The nine lepers who didn’t return did trust in Jesus’ word. As lepers, they would have been completely
driven out of society as impure people. The
priests functioned as sort of ‘purity inspectors,’ so Jesus tells them to go
see the priests so as they would be declared clean and allowed to return to
their place in society. And they
go. They risk ridicule to go see the
priests. But, they don’t realize they’ve
been healed. The defenses, the walls
they must have built up over years of being ostracized, excluded, mocked, hated…
they had learnt to hate their own skin so much that they didn’t even notice
they’d been healed. They’d accepted the
names they’d been called, they saw themselves as unclean and couldn’t begin to
see themselves as healed. The one, a
foreigner like Naaman, is more perceptive.

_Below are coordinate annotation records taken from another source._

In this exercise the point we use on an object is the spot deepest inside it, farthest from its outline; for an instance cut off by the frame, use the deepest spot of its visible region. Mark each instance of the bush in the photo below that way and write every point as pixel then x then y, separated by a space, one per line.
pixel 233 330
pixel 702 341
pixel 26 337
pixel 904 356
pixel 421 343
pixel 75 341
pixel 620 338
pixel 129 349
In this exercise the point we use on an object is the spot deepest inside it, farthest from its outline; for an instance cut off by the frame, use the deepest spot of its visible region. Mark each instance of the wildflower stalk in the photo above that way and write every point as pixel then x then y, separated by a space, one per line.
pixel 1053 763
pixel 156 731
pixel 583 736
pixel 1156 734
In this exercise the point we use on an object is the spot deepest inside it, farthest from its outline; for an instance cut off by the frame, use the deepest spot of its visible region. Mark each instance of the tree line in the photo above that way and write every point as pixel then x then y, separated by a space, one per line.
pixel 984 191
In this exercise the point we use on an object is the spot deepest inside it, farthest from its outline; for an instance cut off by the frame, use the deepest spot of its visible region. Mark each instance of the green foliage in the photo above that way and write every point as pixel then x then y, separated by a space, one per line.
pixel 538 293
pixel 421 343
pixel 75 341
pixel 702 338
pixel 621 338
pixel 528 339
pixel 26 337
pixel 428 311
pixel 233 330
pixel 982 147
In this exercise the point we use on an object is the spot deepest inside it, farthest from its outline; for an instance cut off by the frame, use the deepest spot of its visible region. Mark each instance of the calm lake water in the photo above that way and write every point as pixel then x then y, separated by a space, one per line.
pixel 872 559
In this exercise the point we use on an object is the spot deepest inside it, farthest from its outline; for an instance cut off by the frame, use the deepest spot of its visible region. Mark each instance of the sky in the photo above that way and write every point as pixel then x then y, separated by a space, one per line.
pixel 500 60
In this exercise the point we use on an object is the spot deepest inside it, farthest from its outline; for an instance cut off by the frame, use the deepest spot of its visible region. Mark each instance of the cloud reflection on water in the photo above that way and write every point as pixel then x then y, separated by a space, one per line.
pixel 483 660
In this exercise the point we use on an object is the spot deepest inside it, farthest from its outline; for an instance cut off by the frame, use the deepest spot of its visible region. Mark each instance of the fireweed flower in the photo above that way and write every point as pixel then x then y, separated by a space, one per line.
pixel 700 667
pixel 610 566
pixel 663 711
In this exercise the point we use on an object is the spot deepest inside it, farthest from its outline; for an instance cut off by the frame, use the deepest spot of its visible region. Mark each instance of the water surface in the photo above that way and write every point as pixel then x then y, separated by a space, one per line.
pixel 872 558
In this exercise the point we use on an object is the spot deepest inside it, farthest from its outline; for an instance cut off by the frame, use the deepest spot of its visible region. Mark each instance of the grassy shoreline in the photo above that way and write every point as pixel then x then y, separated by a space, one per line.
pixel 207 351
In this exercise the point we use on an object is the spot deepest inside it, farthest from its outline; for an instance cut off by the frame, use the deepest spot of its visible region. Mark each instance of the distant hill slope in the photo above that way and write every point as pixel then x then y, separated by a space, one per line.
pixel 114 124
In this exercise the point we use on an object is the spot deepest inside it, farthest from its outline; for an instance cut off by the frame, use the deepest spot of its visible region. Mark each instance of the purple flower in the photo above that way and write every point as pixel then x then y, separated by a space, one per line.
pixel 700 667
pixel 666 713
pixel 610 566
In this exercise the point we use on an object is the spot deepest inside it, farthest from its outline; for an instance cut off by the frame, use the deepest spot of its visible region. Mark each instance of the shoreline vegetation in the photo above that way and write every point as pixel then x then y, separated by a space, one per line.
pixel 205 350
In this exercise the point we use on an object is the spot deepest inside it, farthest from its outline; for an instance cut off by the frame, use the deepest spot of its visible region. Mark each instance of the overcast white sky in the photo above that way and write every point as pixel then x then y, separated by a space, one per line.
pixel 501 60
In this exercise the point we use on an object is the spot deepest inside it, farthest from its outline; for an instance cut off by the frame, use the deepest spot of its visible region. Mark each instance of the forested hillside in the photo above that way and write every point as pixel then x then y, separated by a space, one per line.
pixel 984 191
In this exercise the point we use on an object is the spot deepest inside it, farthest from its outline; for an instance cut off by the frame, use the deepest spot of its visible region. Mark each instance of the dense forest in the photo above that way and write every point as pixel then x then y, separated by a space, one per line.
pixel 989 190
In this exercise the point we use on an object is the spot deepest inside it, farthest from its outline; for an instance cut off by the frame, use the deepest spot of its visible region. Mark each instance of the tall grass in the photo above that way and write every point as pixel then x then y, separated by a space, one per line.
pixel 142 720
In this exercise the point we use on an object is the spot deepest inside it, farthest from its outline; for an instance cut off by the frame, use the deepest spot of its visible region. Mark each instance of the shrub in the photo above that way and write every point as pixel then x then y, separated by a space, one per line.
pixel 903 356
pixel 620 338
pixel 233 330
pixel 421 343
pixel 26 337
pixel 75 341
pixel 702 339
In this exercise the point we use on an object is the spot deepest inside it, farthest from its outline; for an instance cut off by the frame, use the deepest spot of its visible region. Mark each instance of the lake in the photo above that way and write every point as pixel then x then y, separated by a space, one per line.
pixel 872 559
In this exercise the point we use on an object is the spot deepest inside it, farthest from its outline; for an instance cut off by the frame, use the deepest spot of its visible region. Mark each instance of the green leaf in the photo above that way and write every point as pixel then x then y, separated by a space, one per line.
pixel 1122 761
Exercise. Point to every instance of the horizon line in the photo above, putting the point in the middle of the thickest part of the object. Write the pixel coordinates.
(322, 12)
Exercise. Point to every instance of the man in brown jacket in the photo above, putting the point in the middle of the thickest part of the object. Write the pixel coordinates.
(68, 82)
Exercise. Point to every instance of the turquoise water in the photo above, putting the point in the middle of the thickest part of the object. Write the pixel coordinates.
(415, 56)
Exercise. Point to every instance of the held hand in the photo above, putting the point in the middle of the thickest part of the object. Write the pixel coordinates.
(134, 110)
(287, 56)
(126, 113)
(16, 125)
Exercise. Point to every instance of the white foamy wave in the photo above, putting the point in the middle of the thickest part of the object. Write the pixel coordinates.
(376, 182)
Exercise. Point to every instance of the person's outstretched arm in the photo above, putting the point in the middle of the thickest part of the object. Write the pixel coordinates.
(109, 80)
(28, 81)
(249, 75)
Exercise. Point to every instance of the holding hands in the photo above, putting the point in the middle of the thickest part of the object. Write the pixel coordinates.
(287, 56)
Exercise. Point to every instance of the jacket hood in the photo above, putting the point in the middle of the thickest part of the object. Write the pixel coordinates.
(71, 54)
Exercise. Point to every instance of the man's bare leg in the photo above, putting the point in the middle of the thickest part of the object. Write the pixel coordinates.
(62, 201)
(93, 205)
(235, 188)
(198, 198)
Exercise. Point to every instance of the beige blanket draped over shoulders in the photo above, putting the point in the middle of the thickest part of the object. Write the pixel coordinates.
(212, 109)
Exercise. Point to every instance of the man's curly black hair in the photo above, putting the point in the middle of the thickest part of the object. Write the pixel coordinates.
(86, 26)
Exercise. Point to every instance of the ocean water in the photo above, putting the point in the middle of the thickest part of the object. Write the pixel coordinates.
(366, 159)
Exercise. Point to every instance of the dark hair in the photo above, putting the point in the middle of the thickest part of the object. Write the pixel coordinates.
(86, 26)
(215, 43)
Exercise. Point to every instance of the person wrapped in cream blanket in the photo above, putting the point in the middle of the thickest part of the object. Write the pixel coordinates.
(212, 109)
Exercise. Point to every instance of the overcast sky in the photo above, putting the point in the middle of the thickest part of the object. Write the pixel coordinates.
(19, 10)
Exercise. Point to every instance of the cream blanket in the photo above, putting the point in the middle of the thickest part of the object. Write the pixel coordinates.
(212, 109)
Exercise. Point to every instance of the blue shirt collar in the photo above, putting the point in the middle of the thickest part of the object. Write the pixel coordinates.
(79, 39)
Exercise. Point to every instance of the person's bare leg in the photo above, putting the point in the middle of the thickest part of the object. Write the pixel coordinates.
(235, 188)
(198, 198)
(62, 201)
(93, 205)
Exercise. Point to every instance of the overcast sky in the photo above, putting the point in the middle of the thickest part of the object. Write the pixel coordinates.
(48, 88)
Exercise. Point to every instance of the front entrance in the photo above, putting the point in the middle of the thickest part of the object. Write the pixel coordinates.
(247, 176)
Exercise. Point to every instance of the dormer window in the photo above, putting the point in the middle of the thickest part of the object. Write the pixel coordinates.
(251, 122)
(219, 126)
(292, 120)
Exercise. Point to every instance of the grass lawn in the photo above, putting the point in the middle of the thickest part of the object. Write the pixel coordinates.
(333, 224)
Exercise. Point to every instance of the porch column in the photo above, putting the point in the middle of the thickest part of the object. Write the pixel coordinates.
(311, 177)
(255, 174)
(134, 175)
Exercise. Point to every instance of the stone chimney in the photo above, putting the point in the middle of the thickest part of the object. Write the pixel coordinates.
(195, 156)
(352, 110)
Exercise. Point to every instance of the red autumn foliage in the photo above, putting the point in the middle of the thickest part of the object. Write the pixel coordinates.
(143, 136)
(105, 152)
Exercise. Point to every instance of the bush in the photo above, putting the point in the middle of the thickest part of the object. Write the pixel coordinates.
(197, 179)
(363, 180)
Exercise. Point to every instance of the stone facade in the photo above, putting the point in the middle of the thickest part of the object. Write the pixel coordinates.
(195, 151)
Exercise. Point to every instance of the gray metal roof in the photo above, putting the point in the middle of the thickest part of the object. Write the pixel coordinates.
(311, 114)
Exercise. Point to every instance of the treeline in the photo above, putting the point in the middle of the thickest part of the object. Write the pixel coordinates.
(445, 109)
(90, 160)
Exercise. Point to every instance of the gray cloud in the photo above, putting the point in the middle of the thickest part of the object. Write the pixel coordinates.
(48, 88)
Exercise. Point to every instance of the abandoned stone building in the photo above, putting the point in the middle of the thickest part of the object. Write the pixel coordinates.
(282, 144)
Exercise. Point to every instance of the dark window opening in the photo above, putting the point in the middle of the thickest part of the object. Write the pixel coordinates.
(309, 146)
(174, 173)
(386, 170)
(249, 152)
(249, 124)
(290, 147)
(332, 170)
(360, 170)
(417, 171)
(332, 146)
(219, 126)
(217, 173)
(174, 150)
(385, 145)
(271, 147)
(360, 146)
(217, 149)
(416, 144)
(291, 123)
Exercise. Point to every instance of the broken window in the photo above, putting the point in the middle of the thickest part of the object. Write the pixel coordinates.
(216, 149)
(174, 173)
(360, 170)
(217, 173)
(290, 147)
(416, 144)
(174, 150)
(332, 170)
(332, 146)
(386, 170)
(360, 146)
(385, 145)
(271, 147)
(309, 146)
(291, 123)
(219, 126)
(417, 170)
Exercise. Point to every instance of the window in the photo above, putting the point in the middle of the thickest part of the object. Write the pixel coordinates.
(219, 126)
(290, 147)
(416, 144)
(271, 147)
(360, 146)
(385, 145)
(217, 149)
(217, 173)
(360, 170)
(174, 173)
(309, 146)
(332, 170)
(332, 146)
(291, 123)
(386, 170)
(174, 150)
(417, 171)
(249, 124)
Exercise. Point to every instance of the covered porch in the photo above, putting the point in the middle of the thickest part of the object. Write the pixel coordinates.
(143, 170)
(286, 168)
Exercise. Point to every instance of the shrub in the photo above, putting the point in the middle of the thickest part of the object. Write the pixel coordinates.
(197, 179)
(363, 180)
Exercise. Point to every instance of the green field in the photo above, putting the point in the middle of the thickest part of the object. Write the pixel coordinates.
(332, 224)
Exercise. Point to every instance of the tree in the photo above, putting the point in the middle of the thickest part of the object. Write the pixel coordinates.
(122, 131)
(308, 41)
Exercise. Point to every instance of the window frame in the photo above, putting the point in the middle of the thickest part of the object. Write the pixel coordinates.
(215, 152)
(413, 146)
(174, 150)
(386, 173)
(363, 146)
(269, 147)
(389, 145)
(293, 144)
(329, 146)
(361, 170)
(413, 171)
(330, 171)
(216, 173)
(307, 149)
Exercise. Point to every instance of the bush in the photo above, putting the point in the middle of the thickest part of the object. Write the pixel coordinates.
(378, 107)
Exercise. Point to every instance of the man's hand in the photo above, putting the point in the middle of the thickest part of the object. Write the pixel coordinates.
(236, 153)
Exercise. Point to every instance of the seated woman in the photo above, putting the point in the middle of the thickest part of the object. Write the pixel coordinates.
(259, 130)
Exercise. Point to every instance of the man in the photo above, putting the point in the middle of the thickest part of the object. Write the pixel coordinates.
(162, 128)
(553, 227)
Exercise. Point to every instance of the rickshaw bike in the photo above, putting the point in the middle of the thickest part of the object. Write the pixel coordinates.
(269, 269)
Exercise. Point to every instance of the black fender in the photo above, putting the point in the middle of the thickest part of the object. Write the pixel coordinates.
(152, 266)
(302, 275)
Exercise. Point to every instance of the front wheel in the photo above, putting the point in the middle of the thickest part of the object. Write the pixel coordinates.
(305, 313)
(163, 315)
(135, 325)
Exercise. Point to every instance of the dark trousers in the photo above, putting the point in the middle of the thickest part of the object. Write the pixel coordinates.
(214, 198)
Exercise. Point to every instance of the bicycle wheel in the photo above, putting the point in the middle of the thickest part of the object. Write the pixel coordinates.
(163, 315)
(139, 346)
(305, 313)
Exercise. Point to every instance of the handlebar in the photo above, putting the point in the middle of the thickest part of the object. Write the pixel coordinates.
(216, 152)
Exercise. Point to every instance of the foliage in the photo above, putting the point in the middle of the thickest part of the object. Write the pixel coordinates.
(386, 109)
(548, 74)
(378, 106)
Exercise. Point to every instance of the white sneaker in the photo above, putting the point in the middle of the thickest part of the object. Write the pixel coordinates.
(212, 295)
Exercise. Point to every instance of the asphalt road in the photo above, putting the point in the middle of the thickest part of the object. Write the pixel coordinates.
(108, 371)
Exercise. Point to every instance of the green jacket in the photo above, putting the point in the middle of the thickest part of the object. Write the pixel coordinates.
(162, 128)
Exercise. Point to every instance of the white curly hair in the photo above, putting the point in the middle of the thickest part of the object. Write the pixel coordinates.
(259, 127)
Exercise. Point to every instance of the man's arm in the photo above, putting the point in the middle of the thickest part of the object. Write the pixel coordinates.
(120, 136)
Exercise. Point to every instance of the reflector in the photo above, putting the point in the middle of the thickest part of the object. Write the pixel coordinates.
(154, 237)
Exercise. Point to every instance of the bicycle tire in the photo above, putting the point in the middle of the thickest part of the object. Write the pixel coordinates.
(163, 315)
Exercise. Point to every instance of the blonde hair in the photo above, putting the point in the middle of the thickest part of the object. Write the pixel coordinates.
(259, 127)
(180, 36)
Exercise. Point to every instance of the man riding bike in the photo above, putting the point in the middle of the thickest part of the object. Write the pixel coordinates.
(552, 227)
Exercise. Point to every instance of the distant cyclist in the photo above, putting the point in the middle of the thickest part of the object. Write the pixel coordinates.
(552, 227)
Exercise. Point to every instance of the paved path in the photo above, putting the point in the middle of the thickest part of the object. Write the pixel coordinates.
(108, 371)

He realized he had been healed.
He never gave in to despair, never dreaded that God had given up on
him. He knew God, God of the universe,
was powerful enough to heal even him.
And now, he knew: he was healed.
That awareness takes over and leads him inexorably to worship, to
praise, to thanksgiving. Not just his
skin was healed; the scales fell off his eyes: he knew that by falling to his
knees in front of Jesus, he was worshiping God. Something greater than the Temple is
here.
God
heals, but not always in the way we expect, and we don’t always realize it. A growth in virtue, a drop in anxiety or
frustraition, the washing away of sins in baptism or reconciliation, a lowered
temptation, a conquered vice, a renewed capacity to love… God heals. To know yourself is to know yourself as
healed; to know yourself as in need of healing, as worth healing and to know
God as all powerful, all gracious, a healer.
God heals, and opens our eyes to see it.
And He’s gracious enough to hang around afterward, so as we can fall at
his feet and say, “thank you, thank you, thank you.” So as we can say, “Please… this is the
healing I need now.”
We will
soon embark on the Eucharistic Prayer, the most profound form of thanksgiving
the Church has to offer. Like the
Samaritan leper, we fall to our knees in adoration; like Naaman, we offer
sacrifice, making present anew the One Sacrifice Christ offered for us on
Calvary. How much richer would that
moment be if we entered into it fully mindful of how God has healed us, is
healing us! We’ll never know it all, but
for the glimpses we’re granted of His tender hand… Thanks be to God!
Beautiful, Adam! Solid fare for the spirit.